The books, created by Utah-based publisher Reading Horizons, described the Native child and her father hunting a woolly mammoth, a long-extinct animal. Lazy Lucy is from some unspecified part of Africa, according to the blog. And in the 54 books in the series, only one Asian character is depicted — and that character was adopted by a white family.
Teachers also complained that the books failed to reflect any diversity of sexual orientation and reinforced gender stereotypes. One story highlighted by teachers, “The Raccoon in Mushroom Forest,” describes a character, Gilda, who lives a life of blissful domesticity:
Gilda would cook Bruce’s morning meal. Then she packed his lunch. … Then Gilda cleaned each room in the cottage. She was always in a good mood,” the story said. “Each day Gilda made a pot of mushroom chowder for dinner. … She would say with a sigh ‘Bruce works so hard. I wish I could cook him a better meal’ … [she] stitched up Bruce’s pants.
The district’s contract with Reading Horizons was part of an effort to narrow the “achievement gaps between white students and students of color” across all grades — a gap that, at the moment, is now more than 50 percent, according to the Salt Lake Tribune.
But issues with the books were so pronounced that teachers called foul.
The district responded by recalling the books and sent Reading Horizons back to the drawing board.

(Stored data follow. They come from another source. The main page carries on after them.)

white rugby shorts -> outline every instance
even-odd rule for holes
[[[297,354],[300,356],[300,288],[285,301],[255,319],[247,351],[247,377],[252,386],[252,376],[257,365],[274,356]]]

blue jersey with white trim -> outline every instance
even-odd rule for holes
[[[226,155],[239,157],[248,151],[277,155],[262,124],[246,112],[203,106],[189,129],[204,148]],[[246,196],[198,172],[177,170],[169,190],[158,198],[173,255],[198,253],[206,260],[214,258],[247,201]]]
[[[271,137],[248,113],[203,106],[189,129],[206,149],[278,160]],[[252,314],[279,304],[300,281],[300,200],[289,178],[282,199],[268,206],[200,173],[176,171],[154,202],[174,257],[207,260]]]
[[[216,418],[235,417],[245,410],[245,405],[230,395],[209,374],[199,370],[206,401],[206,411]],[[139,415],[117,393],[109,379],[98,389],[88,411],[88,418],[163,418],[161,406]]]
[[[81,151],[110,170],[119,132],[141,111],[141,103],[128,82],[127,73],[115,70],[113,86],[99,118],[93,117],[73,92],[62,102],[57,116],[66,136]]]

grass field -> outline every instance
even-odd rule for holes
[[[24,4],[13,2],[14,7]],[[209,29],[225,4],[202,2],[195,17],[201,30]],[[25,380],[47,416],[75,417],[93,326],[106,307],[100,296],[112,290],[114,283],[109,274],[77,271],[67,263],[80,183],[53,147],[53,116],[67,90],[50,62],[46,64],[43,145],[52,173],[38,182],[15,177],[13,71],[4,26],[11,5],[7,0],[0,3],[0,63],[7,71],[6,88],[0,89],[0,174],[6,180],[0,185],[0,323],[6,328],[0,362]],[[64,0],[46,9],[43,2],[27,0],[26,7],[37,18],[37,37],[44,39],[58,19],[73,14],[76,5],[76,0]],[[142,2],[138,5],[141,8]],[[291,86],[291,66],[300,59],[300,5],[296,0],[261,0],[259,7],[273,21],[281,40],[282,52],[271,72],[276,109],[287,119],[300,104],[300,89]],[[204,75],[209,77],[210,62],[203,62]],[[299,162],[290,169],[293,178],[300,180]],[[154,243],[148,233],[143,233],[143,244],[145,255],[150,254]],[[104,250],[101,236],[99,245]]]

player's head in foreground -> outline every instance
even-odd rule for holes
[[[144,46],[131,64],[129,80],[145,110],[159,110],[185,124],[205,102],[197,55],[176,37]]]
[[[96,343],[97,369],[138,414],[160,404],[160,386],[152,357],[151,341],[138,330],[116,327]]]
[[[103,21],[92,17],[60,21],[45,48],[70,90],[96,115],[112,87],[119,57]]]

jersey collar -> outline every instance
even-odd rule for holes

In a statement, interim superintendent Michael Goar said that the “clearly painfully offensive” books were “not comprehensively vetted” before they were distributed to teachers ahead of the school year.
“It is not acceptable that in 2015 reading materials for children would contain language and imagery that perpetuate stereotypes that are hurtful and insulting,” Goar said. “We are as concerned about the culturally inappropriate material as everyone else and we quickly addressed and removed the materials, as we should have.”

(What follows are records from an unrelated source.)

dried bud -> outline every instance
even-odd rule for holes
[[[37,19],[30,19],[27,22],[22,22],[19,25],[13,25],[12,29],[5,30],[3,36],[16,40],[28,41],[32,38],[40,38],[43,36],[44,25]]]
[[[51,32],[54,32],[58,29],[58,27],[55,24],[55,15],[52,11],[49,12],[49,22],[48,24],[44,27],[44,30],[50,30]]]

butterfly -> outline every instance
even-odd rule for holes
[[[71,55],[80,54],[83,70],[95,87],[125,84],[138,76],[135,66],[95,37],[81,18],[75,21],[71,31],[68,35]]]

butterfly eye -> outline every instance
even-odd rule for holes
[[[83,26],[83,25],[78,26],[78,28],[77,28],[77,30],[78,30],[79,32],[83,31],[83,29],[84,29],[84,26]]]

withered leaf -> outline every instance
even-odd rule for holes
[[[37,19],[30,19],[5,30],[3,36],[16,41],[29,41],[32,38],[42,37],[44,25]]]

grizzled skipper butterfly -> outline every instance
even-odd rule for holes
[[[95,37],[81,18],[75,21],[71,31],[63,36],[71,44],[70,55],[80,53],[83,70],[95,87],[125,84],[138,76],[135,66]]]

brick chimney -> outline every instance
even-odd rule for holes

Parent and teacher concerns with the books aren’t only about their content, but also about the company that created them and supplied them to school districts across the country for years before Minneapolis teachers raised the issues.
At a school board meeting Tuesday, board members noted that the contents of the books reflect the company’s faith-based foundation.
“All their values are faith-based, Christian faith-based,” board member Rebecca Gagnon said, according to the Minneapolis Star Tribune.
In an interview with the newspaper, Laura Axtell, the publisher’s curriculum implementation coordinator, denied that the books reflect the company’s religious values.
Per the Star Tribune:
The company does not instill those faith values in its materials, Axtell said. “If you didn’t go to [the values section] of our Web site, you would never know it,” Axtell said. “It doesn’t translate at all into what we do.”
Axtell has also said that while Reading Horizons never before received complaints about the books in the past, the publisher is working to make changes to the curriculum in response to concerns from Minneapolis teachers.
“If people perceive that they’re culturally insensitive, then they’re a distraction to reading success,” she told the Salt Lake Tribune.
That isn’t enough for some teachers, staff and parents who wrote a letter calling for the district to end its relationship with the company.
“We believe that there are a number of concerning issues related to this curriculum inclusive of but not restricted to its significant absences and stereotypical presences of communities of color and Indigenous peoples’ communities and its portrayal of sexual identity, gender and family,” the letter said. “Reading Horizons has shown that they do not possess necessary cultural competencies and that having them redesign this curriculum would only produce similar results.”
According to Sarah Lahn, whose Bright Lights Small City blog was the first to report on the controversial books, the issue also puts pressure on interim superintendent Goar to adequately allay concerns if he hopes to be named to the post permanently.